There are two immediate benefits that come to mind, first, this spectacle has reminded people how hapless/complicit that Joe Biden was in the confirmation hearings of Clarence Thomas 25 years ago:
In the past week, it’s been hard to flip on cable news without hearing the name Anita Hill. And that’s not good for Joe Biden, who’s thinking of running for president in 2020.
“This is going to educate who is under the age of 35 and may not have grown up knowing Joe Biden’s role in all of this,” said a Democratic strategist who requested anonymity to speak candidly.
It’s been 27 years since the law professor electrified the nation with her testimony about the sexual harassment she faced from Clarence Thomas, who was then up for confirmation to the Supreme Court.
That hearing was widely considered a disaster, a textbook case of how not to treat a woman who comes forward. Republican senators went after Hill and tried to make her seem like a liar, a mentally ill person and a spiteful jilted lover. But Democrats held the majority at the time, and Biden, then a senator from Delaware, was the chairman of Senate Judiciary Committee and, more than anyone else, could determine the direction and parameters of the discussion.
………This is good because if 2016 taught us anything, it is that septuagenarian defenders of the status quo are not good news for the party or the country.
In 1991, most significantly, Biden did not call three other witnesses to testify who could have strengthened Hill’s allegations. But in other ways, too, Hill said she felt like she was left out to dry, without an ally on the committee.
“Most evident from the televised Judiciary Committee hearings was the fact that I sat in that hearing room without a patron on the panel. That image still resonates,” she wrote in a 1995 essay.
From the beginning, Biden said he recognized that Hill’s allegations against Thomas were “a giant incendiary bomb.” But he didn’t act like they were, according to Jane Mayer and Jill Abramson, who wrote Strange Justice, a thorough book about the Thomas confirmation battle.

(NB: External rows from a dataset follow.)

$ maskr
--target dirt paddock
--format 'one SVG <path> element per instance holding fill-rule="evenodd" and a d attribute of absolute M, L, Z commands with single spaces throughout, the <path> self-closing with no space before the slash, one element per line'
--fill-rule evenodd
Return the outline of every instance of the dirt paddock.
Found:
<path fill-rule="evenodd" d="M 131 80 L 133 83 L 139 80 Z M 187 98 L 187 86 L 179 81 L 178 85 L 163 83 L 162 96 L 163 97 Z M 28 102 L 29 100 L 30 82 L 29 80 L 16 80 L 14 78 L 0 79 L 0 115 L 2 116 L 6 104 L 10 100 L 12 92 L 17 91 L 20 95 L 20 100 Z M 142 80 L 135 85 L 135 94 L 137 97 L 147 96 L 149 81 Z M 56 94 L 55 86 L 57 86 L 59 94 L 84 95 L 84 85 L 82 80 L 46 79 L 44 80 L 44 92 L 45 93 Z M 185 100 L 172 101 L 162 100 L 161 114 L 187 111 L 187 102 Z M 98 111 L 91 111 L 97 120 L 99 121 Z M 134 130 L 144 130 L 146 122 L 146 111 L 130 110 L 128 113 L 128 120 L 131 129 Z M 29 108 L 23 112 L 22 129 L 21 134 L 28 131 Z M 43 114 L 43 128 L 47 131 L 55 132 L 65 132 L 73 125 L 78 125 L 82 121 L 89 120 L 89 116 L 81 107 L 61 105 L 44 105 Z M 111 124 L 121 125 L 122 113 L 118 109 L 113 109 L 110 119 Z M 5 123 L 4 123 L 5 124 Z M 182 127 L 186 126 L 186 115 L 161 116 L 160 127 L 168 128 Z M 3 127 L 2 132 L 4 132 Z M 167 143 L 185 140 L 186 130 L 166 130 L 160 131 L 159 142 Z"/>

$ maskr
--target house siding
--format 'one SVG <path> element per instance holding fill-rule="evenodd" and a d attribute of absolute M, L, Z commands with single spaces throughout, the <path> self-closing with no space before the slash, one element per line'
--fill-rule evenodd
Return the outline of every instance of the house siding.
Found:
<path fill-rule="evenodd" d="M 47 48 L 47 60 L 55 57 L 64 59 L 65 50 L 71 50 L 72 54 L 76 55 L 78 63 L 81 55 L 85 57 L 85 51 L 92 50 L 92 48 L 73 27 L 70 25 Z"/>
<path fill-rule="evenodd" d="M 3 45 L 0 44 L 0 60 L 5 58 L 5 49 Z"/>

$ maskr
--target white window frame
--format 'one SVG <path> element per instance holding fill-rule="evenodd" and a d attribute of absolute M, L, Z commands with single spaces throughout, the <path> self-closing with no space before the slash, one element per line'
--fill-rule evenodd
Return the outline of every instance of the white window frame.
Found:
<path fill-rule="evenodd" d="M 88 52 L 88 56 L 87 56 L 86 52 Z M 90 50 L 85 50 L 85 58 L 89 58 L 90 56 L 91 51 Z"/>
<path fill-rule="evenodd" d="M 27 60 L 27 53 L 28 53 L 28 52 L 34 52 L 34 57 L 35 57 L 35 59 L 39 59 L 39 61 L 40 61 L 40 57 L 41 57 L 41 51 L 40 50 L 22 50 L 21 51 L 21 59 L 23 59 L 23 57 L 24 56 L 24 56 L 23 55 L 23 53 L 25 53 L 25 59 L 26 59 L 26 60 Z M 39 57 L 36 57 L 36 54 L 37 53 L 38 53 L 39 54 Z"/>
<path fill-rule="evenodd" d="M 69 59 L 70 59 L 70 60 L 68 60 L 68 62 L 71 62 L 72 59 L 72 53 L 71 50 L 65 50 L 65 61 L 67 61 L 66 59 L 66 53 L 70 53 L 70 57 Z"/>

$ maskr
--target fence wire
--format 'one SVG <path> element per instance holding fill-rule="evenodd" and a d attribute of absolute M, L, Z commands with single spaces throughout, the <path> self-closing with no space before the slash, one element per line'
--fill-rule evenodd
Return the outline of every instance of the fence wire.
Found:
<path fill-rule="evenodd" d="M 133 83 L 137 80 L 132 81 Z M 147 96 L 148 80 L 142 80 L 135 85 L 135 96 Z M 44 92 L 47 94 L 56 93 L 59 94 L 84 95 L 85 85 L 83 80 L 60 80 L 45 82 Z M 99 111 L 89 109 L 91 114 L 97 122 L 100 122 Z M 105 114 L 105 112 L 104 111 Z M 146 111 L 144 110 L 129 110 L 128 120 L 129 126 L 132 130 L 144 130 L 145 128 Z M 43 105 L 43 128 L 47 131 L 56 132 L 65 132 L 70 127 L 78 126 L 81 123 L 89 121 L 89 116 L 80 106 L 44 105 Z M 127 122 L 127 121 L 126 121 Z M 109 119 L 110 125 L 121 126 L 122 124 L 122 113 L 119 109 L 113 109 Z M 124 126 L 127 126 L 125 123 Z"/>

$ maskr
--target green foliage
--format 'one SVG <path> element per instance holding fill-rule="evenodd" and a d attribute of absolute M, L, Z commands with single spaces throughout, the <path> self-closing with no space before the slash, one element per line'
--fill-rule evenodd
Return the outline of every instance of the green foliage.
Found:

Even if you want a centrist squish, it's clear that we need someone who can credibly present themselves as an agent of change.
The other good news is that Susan Collins has finally been forced to reveal that her moderation is a myth, because when the vote is important and close, she will always vote with Republicans:
It would be a very good thing if this ended her career.The campaign has also substantially weakened Collins. Recent polling from Public Policy Polling puts Collins’ approval underwater (35 percent approve, 48 percent disapprove) and finds that 48 percent of Mainers are opposed to confirming Kavanaugh. Even more importantly, the polling finds that 53 percent of Mainers say that Collins’ handling of the Kavanaugh nomination has made them view her less favorably, while only 19 percent view her more favorably. Last year, the same pollster found her at 59 percent approval and 34 percent disapproval. Just this week, Wall Street Journal polling suggests that support for Kavanaugh’s nomination has slipped dramatically, with 38 percent of registered voters opposing his nomination, a surge from 29 percent opposed a month ago (only 34 percent support him, with the remaining 28 percent undecided). Among women, 28 percent favor the nomination and 42 percent oppose.